Rafael Nadal made giant steps towards the place in the top-100 back in 2003, starting the next season ranked inside the top-50, still at 17! The Mallorca native was a perfect mixture of incredible physical strength at such a young age, unlimited determination, talent and commitment to improving in every single match, reaching the first ATP final in Auckland in the second week of 2004 season.
Rafa lost to Dominic Hrbaty 4-6, 6-2, 7-5 but that only motivated him to work even harder, scoring some nice wins at the Australian Open, Milan, Dubai, and Indian Wells, almost always as by far the youngest player in the draw.
Nadal defeated a former Wimbledon champion Goran Ivanisevic in the second round of Miami, setting up a meeting with the newly-crowned world no. 1 Roger Federer on March 28, in what was the opening chapter in one of the biggest rivalries that the world of tennis has ever seen.
At the age of 17 years, nine months and 25 days, Rafael Nadal scored a sensational 6-3, 6-3 triumph in swift 70 minutes, becoming the youngest player since the beginning of the ATP Tour in 1990 with a win over world no. 1.
Despite an evident talent and iron will of the young Spaniard, no one could have seen this coming, not against the player who conquered the Australian Open, Dubai and Indian Wells and lost just one match since the start of the year.
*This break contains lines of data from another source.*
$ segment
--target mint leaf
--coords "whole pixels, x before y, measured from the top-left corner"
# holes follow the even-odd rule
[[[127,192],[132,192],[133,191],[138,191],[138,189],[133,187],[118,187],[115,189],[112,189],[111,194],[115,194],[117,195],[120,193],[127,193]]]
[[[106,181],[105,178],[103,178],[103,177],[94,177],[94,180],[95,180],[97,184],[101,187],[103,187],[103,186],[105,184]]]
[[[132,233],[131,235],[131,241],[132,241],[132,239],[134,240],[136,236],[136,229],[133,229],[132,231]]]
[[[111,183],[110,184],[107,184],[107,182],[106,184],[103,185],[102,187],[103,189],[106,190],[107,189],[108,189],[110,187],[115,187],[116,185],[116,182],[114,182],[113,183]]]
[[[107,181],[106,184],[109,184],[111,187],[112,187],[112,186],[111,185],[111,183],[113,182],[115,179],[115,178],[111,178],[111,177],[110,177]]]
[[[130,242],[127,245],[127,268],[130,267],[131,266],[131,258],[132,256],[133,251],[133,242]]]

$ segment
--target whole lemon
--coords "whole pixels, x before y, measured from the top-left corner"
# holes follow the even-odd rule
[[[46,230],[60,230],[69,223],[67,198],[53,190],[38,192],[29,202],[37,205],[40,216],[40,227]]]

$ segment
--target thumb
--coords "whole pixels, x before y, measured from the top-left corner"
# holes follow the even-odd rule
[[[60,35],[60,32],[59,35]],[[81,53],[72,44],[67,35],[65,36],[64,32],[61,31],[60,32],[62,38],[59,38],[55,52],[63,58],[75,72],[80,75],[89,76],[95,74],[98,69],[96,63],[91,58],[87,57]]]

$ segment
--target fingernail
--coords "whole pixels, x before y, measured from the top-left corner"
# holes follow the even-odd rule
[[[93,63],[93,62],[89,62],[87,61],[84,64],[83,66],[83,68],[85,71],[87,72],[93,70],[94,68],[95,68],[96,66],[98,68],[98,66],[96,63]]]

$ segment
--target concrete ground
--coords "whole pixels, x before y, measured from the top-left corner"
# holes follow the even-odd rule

A week before, Roger claimed the title in Indian Wells and had only a couple of days to recover physically and get ready for Miami, feeling signs of illness and fever and never looking good on the court. The Swiss barely survived a challenge from Nikolay Davydenko in the previous round and had nothing left in the tank for the young Spaniard, bowing out in straight sets and sending a teenager through to the last 16.
We should not take anything from Nadal's triumph, though, as he certainly made an impressive one, playing with no signs of nerves and doing just about everything right on the court, from choosing the right tactics to throwing everything he had on Roger.
Rafa did massive damage with his topspin forehands that bounced high and took time off from Federer's shots, keeping the opponent out of the comfort zone and drawing a lot of errors. The Spaniard's defense was already one of the best in the game, building a fortress around the baseline that was almost impossible to penetrate, even for such a fine attacker like Roger.
He didn't lean only on that, though, attacking whenever he could and playing some well-constructed points at the net, mixing the shots nicely to keep the rallies on his racquet and never allowing Federer to step in and take charge with his forehand.
Nadal did struggle with his backhand, although that couldn't hurt him much since Roger played below his level, experiencing an unexpected loss and setting eyes on the clay swing. Nadal's serve gave him a considerable advantage in the first encounter against Roger, never facing a break point or deuce in his games, with a room to play more aggressively on the return.
Also, Rafa served at 81% and won 31 out of 39 points after landing the first serve in, producing impressive numbers for a player who's initial shot wasn't a prime weapon in his arsenal. Nadal's second serve worked like a charm too (had to play just nine points on the weaker serve, though), losing 12 points in nine service games overall, something he could have only dreamed about before the start of the match.
On the other hand, Roger was unable to follow those numbers behind his initial shot, dropping almost 40% of the points and having to play against seven break chances, getting broken three times which was more than enough for Nadal to bring the clash home.
Federer had 16 service winners and Rafa returning the other serves with no troubles, gaining an instant advantage in the rallies and sending the balls back to Roger's backhand, especially in the second set, standing strong in the rest of the exchange.
Rafa finished the encounter with nine service winners and had a 14-11 advantage in the winners from the field, hitting with more variety than his rival who had only two winners outside his forehand. The Swiss sprayed 17 unforced errors, 12 from his more substantial wing, while Nadal stayed on 14, mainly thanks to his backhand.
The Spaniard forged the most significant difference in the forced errors segment, hitting just three from his backhand while Roger counted to 16, in another excellent illustration of who was the more aggressive player and who had the upper hand in the rallies.
Federer had a slim edge in the shortest points up to four strokes (31-27) thanks to those service winners but everything else was on Nadal's side, demolished the opponent in the mid-range rallies from five to eight shots (20-7) and clinching 11 of the longest 16 points to make his sensational victory clean as a whistle.